ドイツでドミニク・ミラーとバンドメンバー達と会ってもう早くも4週間が過ぎました。その後の話になります。少し長くなります。
言えない内容も多々ありますが、ありがたいことに彼らとの交流はあれをキッカケに細々とですが続いております。

ドミニクからも私が彼に渡した手紙の内容に関する事でメッセージを貰いました。

簡単に言うと「あなたがくれた全ての資料はとても刺激的で興味深かった。自分はそういう空間の概念がとても好きだし心を打たれました。またあなたの言葉にも大変感激しました。」という光栄すぎるお言葉でした。

私が彼に渡した手紙は一般的なミュージシャンに送るファンレターの内容からはかなり逸脱したものだったと思います。

それはアートや音楽における空間論的な内容を、西洋と日本との捉え方や考え方・表現方法の違いなどから比較したものです。そしてその観点から彼の音楽の中にある重要なファクターである「Space」に関しての話を展開しました。とてもとても抽象的な話で、特に日本の部分を西洋文化圏の人に説明するのは相当工夫して説明しないと概念的に理解されにくい部分がありました。

私は一応建築の意匠を仕事にしているので、その辺の話はある程度体系的に理解をしているので、それに関する事で彼にどうしても伝えたい事がありました。この「Space=空間」に対するこだわりは彼の音楽の一番重要な部分なので。

しかしそれを英語できちんと説明するのはなかなか困難な作業で、結局彼への手紙は書き出してから1ヶ月くらいかかりました。その前に下準備で3冊くらい美術書や比較文化論(洋書含む)を読んだりしたので、思えば結構自分でも「頑張ったよな!」って感じではありました。

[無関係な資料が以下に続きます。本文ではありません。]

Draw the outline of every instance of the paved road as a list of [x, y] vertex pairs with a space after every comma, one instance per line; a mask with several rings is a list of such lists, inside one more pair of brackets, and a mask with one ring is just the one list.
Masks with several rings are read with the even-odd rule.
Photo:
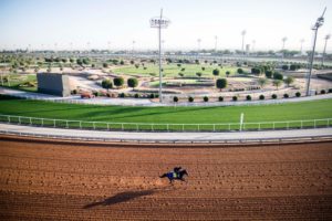
[[[23, 92], [18, 90], [9, 90], [0, 86], [0, 94], [7, 94], [17, 97], [24, 97], [30, 99], [45, 99], [54, 102], [66, 102], [66, 103], [83, 103], [93, 105], [123, 105], [123, 106], [174, 106], [173, 103], [159, 104], [151, 102], [147, 98], [104, 98], [97, 97], [94, 99], [82, 99], [80, 96], [59, 97], [48, 94]], [[268, 104], [281, 104], [281, 103], [294, 103], [294, 102], [307, 102], [317, 99], [330, 99], [332, 94], [309, 96], [309, 97], [294, 97], [287, 99], [266, 99], [266, 101], [239, 101], [239, 102], [208, 102], [208, 103], [178, 103], [177, 106], [242, 106], [242, 105], [268, 105]]]
[[318, 137], [332, 136], [332, 128], [317, 129], [294, 129], [294, 130], [268, 130], [268, 131], [235, 131], [235, 133], [132, 133], [132, 131], [97, 131], [97, 130], [79, 130], [79, 129], [61, 129], [61, 128], [43, 128], [30, 127], [10, 124], [0, 124], [0, 130], [86, 137], [98, 139], [135, 139], [135, 140], [239, 140], [239, 139], [273, 139], [273, 138], [291, 138], [291, 137]]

そういう「通常のファンレターにはあまりないような話」だったので、長いのもありましたが、さわりを読んだだけで「なんだか読んで理解するのが面倒くさそうな内容だな!」と感じて読まれない可能性も高いと思っていました。普通の人であれば。

ただ私はなんとなくですが、ドミニクは私の話は読んでさえくれれば理解し気に入ってくれるのではないかという、もう全く根拠のない自信が少しだけありました。

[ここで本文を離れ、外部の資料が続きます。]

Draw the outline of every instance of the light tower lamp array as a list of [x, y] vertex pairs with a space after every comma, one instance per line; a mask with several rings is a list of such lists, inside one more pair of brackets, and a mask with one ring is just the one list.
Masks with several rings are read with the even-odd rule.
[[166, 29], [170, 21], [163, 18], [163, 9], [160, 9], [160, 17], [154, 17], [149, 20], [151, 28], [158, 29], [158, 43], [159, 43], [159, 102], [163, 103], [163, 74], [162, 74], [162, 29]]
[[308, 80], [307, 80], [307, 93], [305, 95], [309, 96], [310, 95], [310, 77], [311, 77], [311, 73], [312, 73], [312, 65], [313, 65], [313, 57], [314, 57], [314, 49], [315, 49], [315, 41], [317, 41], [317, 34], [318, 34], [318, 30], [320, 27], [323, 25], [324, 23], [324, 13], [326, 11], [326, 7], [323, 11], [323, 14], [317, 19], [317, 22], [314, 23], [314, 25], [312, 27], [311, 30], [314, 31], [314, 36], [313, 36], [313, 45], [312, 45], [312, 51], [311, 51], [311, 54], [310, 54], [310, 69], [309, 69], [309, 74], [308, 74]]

強いてその自信の根拠をあげるなら、今まで彼が応じたインタビューや彼自身が自分で書いた文章、そういうものを一応私はかなり見てきましたが、ドミニク・ミラーという人はミュージシャンとしてのポリシーは昔からかなり一貫している「ブレない人」であり、それに基づいてずっと活動をしてきた人なので、そのポリシーを考えれば、「これはおそらく彼が興味を感じる、知りたい内容だろう」という予測はありました。だから私は彼の過去のそういう発言をベースに手紙の内容を展開・提示をしたので、ひょっとしたらわかりやすかったのかもしれません。

とにかくありがたい事にこの私の分析は正しかったようで、彼は私の手紙をちゃんと最後まで読み、伝えたかった内容も意図もしっかりちゃんと理解して受け止め、興味を持ってくれたようだ、という事です。

あとこれは本当に推測ですが、彼は音楽の話をする時に時々建築を例えに持ち出して説明したりする事がありました。やはり彼はアートや建築はとても好きなのでしょう。
私は彼に自分は建築意匠設計者だと身分を明かしました。なので、彼としては設計者として「空間」を常に意識してその意味を考えてきた人間が、音楽に限らず世界中のアート全般の視点から、彼の音楽と、一番大事にしている部分に深い理解と賛辞を示してくれた、というのは全くそういう事を日常では意識せずに生活をしている一般の人から賛辞を贈られたよりも、少し嬉しい部分があったのかも知れないな、とは思いました。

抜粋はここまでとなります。